Belgique

Cookies, délégués à la protection des données, smart cities… L’Autorité de protection des données livre ses priorités pour 2023

© getty images

L’autorité de protection des données (APD) a régulièrement fait partie de l’actualité depuis 2021. Il a notamment été question de préoccupations quant à son manque d’indépendance, mais aussi de décisions qui ont débouché sur des amendes pour plus de 300.000 euros dans divers domaines liés à la protection des données.

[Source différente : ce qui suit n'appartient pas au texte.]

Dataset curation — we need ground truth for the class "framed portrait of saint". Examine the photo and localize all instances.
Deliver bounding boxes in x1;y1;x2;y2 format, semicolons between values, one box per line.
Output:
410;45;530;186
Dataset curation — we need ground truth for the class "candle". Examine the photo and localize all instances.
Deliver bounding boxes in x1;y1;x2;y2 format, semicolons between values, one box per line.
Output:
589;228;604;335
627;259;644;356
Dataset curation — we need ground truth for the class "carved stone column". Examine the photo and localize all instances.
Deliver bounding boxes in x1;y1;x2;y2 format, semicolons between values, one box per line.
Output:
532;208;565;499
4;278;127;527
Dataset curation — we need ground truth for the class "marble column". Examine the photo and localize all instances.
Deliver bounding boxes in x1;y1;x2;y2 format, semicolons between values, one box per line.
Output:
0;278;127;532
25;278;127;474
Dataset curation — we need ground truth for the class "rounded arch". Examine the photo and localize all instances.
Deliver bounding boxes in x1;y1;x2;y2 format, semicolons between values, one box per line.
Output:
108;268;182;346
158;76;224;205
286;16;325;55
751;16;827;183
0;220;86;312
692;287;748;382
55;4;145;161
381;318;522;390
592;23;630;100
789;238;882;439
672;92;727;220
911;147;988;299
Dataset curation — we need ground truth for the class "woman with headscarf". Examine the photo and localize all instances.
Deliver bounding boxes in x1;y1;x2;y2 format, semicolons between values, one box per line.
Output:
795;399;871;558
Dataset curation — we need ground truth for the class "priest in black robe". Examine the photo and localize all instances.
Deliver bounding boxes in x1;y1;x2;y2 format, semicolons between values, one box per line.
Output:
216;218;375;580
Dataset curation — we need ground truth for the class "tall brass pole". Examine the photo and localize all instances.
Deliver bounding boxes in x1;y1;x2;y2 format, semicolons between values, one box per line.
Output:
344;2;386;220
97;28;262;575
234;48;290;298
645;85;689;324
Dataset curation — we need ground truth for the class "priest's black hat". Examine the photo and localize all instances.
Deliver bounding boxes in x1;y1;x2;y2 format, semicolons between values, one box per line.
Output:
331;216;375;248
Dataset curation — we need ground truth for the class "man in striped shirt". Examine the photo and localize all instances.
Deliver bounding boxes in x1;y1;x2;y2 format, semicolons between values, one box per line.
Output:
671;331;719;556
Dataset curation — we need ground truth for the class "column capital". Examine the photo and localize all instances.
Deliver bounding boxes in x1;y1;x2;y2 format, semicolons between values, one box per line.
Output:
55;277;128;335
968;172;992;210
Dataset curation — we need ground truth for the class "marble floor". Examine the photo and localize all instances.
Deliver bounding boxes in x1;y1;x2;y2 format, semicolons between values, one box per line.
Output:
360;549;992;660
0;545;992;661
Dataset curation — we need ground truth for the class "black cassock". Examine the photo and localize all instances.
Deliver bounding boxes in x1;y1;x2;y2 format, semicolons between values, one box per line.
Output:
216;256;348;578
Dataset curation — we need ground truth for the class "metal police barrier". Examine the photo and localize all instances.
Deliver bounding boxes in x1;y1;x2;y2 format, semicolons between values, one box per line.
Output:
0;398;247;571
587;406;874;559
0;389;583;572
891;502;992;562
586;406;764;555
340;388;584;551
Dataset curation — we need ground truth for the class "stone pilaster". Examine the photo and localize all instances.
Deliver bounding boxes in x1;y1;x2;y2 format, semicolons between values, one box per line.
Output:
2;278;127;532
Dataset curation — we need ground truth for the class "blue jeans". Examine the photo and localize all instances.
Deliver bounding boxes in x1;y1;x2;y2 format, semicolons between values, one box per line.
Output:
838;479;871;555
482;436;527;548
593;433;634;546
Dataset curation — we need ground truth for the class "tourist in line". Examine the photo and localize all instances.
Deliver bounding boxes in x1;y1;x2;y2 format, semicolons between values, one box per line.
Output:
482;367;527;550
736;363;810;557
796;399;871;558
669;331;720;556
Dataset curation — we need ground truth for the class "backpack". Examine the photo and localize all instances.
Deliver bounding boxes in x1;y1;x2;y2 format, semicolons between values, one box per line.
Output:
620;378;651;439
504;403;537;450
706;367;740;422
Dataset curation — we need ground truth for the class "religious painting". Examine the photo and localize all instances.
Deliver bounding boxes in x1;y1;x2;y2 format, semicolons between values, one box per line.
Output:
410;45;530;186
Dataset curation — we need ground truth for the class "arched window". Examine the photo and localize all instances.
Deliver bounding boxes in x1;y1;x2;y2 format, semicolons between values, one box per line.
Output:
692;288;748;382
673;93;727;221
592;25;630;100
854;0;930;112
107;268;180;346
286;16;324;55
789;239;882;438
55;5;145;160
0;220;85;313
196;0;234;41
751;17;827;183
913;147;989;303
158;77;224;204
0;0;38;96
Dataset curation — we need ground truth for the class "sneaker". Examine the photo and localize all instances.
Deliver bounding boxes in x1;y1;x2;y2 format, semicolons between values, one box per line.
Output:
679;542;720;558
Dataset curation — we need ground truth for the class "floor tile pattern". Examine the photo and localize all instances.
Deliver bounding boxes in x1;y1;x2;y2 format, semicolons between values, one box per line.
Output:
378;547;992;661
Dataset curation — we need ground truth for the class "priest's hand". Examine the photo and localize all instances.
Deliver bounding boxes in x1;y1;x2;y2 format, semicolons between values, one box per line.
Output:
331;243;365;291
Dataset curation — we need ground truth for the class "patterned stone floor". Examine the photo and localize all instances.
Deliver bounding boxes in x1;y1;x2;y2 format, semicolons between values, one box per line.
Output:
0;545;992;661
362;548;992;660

Depuis juillet dernier, l’institution dispose d’une nouvelle présidente et de nouveaux membres au sein de son Centre de Connaissances.

Le nouveau comité de direction demande au gouvernement des moyens supplémentaires pour mettre en œuvre ses priorités pour 2023. Une audition à ce sujet est prévue ce 28 novembre à la Chambre. L’APD espère ensuite obtenir une réponse des parlementaires d’ici le mois de décembre, mais elle salue d’ores et déjà la proposition du gouvernement fédéral d’augmenter le budget à plus de 14 millions d’euros en 2023, contre plus de 9 millions en 2022.

En attendant, on vous détaille les priorités avec la nouvelle présidente de l’institution, Cédrine Morlière (qui était déjà juriste à l’APD depuis 2015, ndlr).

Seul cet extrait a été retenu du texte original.